Holden during the conversation had
sat with drooping lids, and a sad and grieved expression,
and now, as he raised his eyes, he said, mournfully
“Thou meanest, James, that I,
too, am insane. May Heaven grant that neither
thou nor thine may experience the sorrow of so great
a calamity.”
Faith was inexpressibly shocked.
Had any one else spoken thus, with a knowledge of
Holden’s character, she would have considered
him unfeeling to the last degree, but she knew her
father’s considerateness and delicacy too well
to ascribe it to any other cause than to a wandering
of thought, which had of late rapidly increased, and
excited in her mind an alarm which she trembled to
give shape to. Before she could interpose, Armstrong
again spoke
“Insane!” he said.
“What is it to be insane? It is to have
faculties exalted beyond the comprehension of the
multitude; to soar above the grovelling world.
Their eyes are too weak to bear the glory, and, because
they are blind, they think others cannot see.

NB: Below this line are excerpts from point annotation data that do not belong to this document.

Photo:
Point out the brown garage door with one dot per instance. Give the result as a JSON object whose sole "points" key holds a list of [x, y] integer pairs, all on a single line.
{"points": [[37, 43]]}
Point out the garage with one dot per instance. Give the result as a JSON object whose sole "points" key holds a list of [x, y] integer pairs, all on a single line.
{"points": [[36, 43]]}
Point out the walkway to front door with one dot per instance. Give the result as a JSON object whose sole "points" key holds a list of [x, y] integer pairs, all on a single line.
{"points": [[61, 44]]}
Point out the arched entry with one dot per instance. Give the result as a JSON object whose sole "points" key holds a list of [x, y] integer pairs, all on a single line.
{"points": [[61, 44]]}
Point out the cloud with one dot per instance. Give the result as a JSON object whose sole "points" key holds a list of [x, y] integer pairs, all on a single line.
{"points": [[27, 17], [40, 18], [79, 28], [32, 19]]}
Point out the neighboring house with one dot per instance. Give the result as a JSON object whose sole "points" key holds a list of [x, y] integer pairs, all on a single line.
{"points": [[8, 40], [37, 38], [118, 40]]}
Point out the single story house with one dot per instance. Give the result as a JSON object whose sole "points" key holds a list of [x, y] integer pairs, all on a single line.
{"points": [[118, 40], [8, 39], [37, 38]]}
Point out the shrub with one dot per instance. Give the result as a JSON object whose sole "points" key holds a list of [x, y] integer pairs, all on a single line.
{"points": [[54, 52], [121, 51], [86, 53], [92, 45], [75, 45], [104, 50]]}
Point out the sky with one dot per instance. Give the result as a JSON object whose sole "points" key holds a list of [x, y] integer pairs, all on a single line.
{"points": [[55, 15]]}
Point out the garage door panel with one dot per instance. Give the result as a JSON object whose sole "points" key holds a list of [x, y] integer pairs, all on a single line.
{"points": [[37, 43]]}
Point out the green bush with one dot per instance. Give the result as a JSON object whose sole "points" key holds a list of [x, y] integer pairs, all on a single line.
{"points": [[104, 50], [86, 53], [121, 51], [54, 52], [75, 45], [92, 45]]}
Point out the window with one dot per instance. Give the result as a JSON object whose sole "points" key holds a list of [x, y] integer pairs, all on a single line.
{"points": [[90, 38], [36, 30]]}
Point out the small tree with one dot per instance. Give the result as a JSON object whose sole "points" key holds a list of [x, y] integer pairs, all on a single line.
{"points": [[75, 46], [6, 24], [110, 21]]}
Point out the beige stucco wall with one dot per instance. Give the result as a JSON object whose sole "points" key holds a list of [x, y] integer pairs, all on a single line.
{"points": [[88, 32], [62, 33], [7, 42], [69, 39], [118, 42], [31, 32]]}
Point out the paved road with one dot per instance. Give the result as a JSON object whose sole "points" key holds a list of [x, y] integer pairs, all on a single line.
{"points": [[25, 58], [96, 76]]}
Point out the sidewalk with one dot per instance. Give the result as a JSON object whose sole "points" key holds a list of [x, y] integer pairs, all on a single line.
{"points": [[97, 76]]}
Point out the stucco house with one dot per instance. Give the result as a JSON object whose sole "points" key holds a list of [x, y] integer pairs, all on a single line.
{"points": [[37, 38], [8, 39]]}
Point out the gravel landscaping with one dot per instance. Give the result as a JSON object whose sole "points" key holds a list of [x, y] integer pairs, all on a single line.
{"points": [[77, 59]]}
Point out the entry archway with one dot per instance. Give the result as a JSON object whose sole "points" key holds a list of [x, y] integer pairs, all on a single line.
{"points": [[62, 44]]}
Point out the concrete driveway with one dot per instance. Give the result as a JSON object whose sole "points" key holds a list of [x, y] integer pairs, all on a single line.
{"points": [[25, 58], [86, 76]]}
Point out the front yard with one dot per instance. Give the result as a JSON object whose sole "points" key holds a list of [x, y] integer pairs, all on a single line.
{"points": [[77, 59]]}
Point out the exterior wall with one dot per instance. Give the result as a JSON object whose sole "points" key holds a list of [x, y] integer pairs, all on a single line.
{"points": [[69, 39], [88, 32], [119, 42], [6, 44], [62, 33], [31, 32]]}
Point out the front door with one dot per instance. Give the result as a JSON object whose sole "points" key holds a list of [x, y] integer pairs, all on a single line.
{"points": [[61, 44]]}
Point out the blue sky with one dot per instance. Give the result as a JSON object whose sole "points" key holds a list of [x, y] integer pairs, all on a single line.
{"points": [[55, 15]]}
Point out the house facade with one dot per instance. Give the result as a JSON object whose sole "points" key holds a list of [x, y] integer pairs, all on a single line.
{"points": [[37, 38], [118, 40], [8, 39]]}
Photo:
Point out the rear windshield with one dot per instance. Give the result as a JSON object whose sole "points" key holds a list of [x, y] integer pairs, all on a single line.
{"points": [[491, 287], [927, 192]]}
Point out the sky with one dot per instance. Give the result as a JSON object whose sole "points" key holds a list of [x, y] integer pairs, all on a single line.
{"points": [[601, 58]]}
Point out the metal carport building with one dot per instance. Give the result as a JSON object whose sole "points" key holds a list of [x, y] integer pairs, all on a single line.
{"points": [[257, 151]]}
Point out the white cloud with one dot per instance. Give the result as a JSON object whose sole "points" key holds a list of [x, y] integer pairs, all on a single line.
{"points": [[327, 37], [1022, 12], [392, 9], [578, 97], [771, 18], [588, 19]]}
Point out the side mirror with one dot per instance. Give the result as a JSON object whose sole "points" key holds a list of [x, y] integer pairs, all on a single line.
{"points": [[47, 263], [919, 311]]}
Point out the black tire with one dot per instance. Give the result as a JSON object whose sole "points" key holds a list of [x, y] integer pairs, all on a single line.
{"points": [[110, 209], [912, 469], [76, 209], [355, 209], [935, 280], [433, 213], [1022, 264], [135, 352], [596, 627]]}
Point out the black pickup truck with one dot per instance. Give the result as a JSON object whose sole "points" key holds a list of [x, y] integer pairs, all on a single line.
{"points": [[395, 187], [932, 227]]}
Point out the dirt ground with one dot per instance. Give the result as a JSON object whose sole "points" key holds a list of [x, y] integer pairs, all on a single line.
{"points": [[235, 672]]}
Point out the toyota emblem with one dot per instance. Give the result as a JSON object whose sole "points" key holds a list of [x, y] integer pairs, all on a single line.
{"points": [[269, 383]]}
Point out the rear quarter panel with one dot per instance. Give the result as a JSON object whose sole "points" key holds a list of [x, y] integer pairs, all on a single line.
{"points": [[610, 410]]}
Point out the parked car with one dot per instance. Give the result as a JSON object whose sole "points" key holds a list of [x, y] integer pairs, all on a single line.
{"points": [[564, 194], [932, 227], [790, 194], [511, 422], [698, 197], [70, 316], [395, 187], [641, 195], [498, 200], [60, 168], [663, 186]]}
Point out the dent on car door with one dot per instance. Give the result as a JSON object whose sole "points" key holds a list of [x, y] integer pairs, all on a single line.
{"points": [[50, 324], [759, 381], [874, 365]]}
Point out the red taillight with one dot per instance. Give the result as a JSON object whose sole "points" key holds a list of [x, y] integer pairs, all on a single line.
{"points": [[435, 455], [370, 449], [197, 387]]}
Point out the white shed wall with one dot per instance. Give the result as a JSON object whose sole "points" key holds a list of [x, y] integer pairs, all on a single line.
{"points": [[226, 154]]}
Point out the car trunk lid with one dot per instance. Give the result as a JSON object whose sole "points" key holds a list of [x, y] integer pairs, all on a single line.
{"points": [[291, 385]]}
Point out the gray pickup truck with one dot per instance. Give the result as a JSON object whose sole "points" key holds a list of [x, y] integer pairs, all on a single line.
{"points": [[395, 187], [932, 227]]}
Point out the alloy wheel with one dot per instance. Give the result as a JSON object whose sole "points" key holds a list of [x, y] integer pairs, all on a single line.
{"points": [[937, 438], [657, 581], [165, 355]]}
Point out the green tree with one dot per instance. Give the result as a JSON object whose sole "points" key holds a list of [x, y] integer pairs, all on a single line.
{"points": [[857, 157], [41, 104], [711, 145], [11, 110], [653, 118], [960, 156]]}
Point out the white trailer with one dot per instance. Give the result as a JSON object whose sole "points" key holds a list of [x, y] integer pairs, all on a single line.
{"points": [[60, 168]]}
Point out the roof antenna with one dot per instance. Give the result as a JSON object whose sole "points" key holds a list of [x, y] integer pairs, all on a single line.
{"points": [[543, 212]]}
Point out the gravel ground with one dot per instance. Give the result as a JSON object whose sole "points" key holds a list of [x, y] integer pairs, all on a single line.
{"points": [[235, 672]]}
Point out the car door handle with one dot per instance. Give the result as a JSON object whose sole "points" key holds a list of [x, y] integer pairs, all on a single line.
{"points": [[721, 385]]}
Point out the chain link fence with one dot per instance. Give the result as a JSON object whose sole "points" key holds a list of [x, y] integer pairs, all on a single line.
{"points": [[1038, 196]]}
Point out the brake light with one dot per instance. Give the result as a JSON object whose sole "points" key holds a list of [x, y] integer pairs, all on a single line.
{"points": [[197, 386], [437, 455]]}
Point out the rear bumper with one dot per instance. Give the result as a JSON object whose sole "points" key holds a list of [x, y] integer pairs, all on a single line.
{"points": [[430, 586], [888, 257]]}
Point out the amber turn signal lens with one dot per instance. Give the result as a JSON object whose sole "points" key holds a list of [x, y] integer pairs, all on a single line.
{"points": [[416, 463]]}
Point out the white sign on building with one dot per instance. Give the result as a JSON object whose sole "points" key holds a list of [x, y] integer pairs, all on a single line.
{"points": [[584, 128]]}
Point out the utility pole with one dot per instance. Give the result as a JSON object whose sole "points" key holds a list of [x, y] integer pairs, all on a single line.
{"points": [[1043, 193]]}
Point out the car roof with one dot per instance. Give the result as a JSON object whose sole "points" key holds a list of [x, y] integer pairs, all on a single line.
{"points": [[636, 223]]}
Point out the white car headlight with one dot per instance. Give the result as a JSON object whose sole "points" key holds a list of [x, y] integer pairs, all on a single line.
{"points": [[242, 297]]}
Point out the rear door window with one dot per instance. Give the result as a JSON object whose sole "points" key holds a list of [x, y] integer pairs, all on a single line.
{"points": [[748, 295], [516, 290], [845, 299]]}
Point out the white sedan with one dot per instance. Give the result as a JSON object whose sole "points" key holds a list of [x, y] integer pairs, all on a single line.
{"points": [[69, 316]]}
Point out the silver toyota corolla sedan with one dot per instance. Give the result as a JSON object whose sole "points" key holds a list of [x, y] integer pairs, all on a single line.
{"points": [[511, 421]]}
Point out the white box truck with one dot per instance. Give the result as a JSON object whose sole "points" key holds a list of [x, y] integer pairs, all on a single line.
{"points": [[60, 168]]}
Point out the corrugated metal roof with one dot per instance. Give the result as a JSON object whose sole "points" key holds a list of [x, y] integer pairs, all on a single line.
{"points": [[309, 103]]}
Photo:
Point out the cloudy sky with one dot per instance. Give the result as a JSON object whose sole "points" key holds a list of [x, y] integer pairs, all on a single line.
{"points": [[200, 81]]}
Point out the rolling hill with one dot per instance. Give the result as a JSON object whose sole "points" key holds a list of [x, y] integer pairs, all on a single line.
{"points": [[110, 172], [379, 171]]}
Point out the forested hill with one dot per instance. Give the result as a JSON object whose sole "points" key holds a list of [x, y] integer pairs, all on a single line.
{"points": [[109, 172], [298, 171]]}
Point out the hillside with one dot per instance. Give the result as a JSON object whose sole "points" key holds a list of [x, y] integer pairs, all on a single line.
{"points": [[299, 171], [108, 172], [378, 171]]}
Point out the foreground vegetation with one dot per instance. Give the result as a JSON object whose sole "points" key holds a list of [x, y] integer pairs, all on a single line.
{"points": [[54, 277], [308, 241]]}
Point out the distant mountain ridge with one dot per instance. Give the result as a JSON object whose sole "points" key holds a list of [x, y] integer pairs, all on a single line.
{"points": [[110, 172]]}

The fools declared my father was insane. They
say the same of you, Holden, and, the next thing,
I shall be insane, I suppose. Ha, ha!”
Holden himself was startled.
He muttered something indistinctly before he answered
“May the world never say that of thee, dear
James!”
“Why not?” inquired Armstrong,
eagerly. “Alas! you consider me unworthy
to be admitted to the noble band of misunderstood and
persecuted men? True, true! I know it to
be true. My earthly instincts fetter me to earth.
Of the earth, I am earthy. But what shall prevent
my standing afar off, to admire them? What a foolish
world is this! Were not the prophets and apostles
denounced as insane men? I have it, I have it,”
he added, after a pause, “inspiration is insanity.”
Holden looked inquiringly at Faith,
whose countenance evinced great distress; then, turning
to Armstrong, he said
“Thou art not well, James.
Perhaps, like me, thou hast passed a disturbed night?”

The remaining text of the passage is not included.